The Reserve Bank of Australia held the cash rate steady for a second time this year on Tuesday, wrong-footing markets, as most board members await confirmation that inflation is sustainably heading towards the central bank’s 2.5% midpoint of its 2–3% target range.
“For July, the market simply overinterpreted the RBA’s messaging about the speed at which they will cut the cash rate. In our view, consecutive cuts in both July and August would have been an overreach. This seems to be what the RBA was also thinking,” said Craig Vardy, Australasia head of fixed income at BlackRock.
Vardy correctly predicted Tuesday’s rate decision in a Reuters poll last week.
“They remain on a path to lower the cash rate but will remain cautious.”
The last time the RBA diverged from market expectations was in mid-2023 during its stop-start tightening cycle.
So far this year the RBA has lowered rates by 25 basis points in February and May but held steady in April and July.
With second quarter inflation data due later this month and expected to be within the RBA’s target range economists still see an August rate cut as likely.

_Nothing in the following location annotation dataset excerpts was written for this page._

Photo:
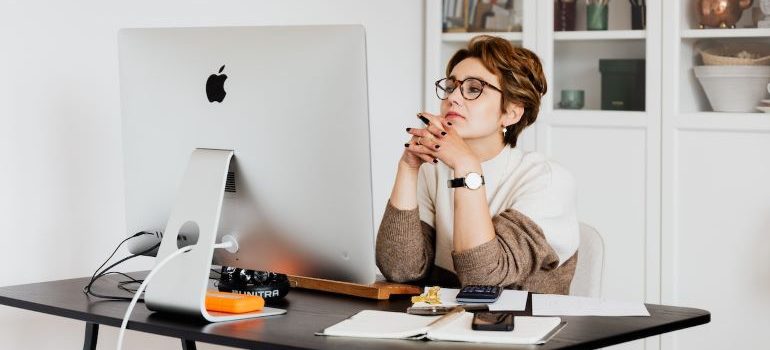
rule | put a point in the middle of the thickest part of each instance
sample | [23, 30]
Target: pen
[449, 315]
[436, 310]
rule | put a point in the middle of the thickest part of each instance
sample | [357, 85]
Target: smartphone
[492, 321]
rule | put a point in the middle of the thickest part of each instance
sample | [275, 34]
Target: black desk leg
[92, 334]
[188, 344]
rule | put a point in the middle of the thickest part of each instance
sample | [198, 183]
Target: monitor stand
[180, 286]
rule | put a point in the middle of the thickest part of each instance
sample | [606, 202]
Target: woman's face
[479, 118]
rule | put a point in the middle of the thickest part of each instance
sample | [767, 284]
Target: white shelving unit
[714, 203]
[679, 192]
[623, 203]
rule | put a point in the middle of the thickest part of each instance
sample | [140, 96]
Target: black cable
[106, 271]
[87, 288]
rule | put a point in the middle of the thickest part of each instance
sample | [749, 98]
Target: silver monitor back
[296, 115]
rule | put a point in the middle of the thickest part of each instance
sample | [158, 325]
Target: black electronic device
[476, 294]
[492, 321]
[270, 286]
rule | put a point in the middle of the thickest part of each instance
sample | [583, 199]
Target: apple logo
[215, 86]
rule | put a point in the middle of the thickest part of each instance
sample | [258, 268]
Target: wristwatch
[471, 181]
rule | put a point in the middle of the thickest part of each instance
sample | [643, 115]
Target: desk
[309, 312]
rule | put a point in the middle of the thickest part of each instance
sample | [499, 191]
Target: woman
[469, 207]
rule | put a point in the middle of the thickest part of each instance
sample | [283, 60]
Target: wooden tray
[380, 289]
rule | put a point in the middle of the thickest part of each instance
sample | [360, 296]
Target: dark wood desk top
[309, 312]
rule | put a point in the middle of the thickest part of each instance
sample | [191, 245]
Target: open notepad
[457, 327]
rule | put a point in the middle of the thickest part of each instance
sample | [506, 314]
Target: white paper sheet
[510, 300]
[565, 305]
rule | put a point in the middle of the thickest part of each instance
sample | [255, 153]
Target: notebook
[454, 327]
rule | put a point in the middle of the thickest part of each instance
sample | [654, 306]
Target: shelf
[599, 35]
[599, 118]
[725, 33]
[752, 122]
[465, 37]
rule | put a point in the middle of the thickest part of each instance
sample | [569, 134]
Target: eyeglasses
[470, 88]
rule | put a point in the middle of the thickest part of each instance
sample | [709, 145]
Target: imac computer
[260, 133]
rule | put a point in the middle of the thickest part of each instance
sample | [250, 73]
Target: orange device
[233, 303]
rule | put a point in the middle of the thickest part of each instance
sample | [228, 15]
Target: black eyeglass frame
[462, 93]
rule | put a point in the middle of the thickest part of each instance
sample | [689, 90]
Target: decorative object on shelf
[596, 14]
[480, 16]
[733, 88]
[721, 13]
[742, 53]
[638, 14]
[764, 105]
[764, 5]
[572, 99]
[564, 15]
[455, 16]
[623, 84]
[491, 16]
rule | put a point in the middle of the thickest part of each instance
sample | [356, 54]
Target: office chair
[587, 281]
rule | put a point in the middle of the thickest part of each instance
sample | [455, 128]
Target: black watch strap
[458, 182]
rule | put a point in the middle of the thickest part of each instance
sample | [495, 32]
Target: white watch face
[473, 181]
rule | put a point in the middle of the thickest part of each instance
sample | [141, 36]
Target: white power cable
[229, 244]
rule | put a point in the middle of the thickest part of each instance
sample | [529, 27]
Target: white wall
[61, 177]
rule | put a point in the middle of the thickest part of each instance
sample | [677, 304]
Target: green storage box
[622, 84]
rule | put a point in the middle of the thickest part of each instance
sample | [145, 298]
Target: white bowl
[734, 88]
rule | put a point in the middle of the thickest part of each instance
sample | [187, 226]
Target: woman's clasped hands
[438, 141]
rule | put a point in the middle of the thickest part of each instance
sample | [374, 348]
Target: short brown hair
[520, 74]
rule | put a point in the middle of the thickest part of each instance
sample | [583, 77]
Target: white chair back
[587, 281]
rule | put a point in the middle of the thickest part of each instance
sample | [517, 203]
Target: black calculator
[479, 294]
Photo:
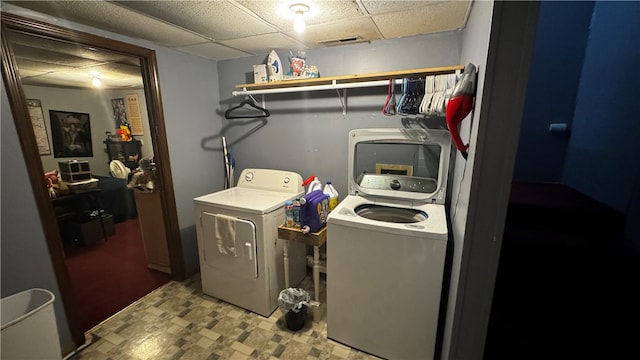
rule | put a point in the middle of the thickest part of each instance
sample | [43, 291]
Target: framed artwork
[39, 128]
[135, 121]
[71, 134]
[119, 111]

All 30 respondents in the July 8-9 Reuters poll expected the RBA to cut its official cash rate by 25 basis points on August 12 to 3.60%.
“This (decision) doesn’t change our view at all. We are forecasting an August cut because we think the RBA will have sufficient inflation data to support this outcome. Our view is another 50bps of cuts will be delivered in 2025,” Vardy added.
All four major banks – ANZ, CBA, NAB and Westpac – also predicted a cut in August.
Among 27 economists who had views until end-2025, 25 expected rates to fall further to 3.35%. Two saw rates at 3.10%.
Median forecasts showed one additional rate cut by end-March to 3.10% – later than previously expected – with rates then expected to remain steady through 2026.
That marked a shift from just a week ago, when slightly over half of economists – 16 of 33 – expected the cash rate to reach 3.10% by end-2025.
“It doesn’t fundamentally change the fact rates will still have to go lower from here because they still remain quite restrictive. It just means the RBA probably will have to move at a more gradual pace than we previously expected,” said My Bui, economist at AMP.